Uhm, they've been having these problems since before November of last year and they still haven't fixed them? That doesn't bode well as a vote of confidence.
posted by furtive at 2:50 PM on January 25, 2006


Well, this is where I guess I have more faith than people who haven't been there a while. The staff have been very open about what's causing the problems, and the steps they're taking; rather than go for short-term fixes that might cause the same issues to come back in the future (i.e., just give a bunch of customers the boot or start acting tyrannical about usage), they've done some really serious re-engineering of their shared server setup which is still ongoing -- in the past few months they've A) moved into a new datacenter and bought all new servers, B) begun work on aggressive process-monitoring systems that let you use the full range of tools without causing problems, and C) begun a move to a completely new hardware cluster setup. All of this is directly related to solving the problems they were having, and all of it is in the category of long-term treatment of the underlying problem rather than short-term fixes for the symptoms. And doing all that while still running day-to-day business takes time, but so far they've not given me any reason not to trust that they'll get things fixd as soon as possible.
posted by ubernostrum at 7:35 PM on January 25, 2006


Also, keep in mind that with the cutting edge hosting environments TextDrive offers, documentation is scarce and best practices (especially in a shared environment) haven't been established yet. Every day it's getting better, though. Lighttpd took me a week to get running last summer, but now manuals exist to make it a snap. Resource settings that were assumed to be optimal (based on experience with Apache) have turned out to be either overkill or outright harmful in lighttpd. Performance and process fixes have recently been added to Rails (which is only now at version 1.0). Both TextDrive and their customers have been feeling their way through this, and together have been writing the documentation that everyone else can now use.
posted by ewagoner at 6:41 AM on January 26, 2006


ubernostrum: "1. lighttpd is quickly becoming the web server of choice for Rails apps, and TextDrive is the only place I know of that offers it on shared hosting."

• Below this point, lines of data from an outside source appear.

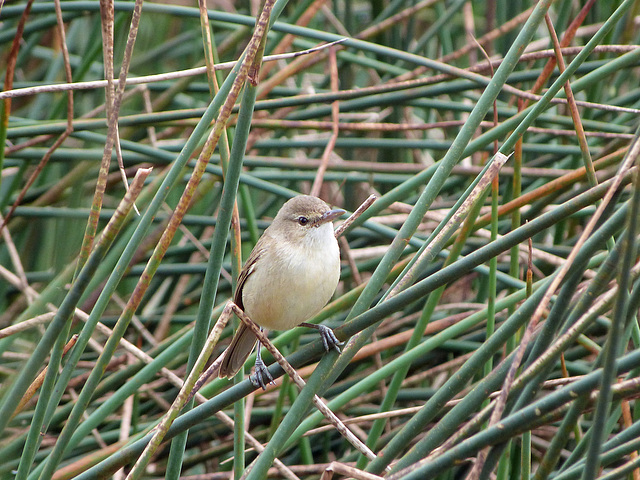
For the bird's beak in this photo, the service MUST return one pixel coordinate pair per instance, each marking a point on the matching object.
(331, 215)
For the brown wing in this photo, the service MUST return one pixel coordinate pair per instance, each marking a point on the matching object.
(244, 339)
(248, 269)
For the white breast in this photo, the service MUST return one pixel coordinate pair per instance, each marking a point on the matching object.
(295, 282)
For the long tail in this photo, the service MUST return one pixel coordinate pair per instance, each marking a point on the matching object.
(237, 352)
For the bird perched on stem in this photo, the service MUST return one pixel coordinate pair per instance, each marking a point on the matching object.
(291, 273)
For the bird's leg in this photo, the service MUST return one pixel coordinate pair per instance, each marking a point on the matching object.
(261, 376)
(329, 339)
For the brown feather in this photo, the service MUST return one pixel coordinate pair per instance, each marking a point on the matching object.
(244, 339)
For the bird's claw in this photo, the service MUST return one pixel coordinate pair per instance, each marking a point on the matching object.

Is this really all that much of a plus point? It's faster and has a smaller footprint, which I guess makes for marginally cheaper hosting (98% of your CPU will be going to app/database anyway), but it pays for it with reduced flexibility and a less robust and mature design, at least from my experience of trying to put it into production recently.

Not saying it's bad, but why is it so great as to make #1 on your list of things that makes TextDrive perfect for Rails hosting from a user/developer point of view?
posted by Freaky at 3:11 PM on January 26, 2006


Freaky: yes, it really is that much of a plus point. And from what I've seen, lighttpd+FastCGI is also easier to configure and manage than Apache+FastCGI once you get away from PHP as your scripting language. Which is another win for people doing Rails, who pretty much exclusively use FastCGI or SCGI.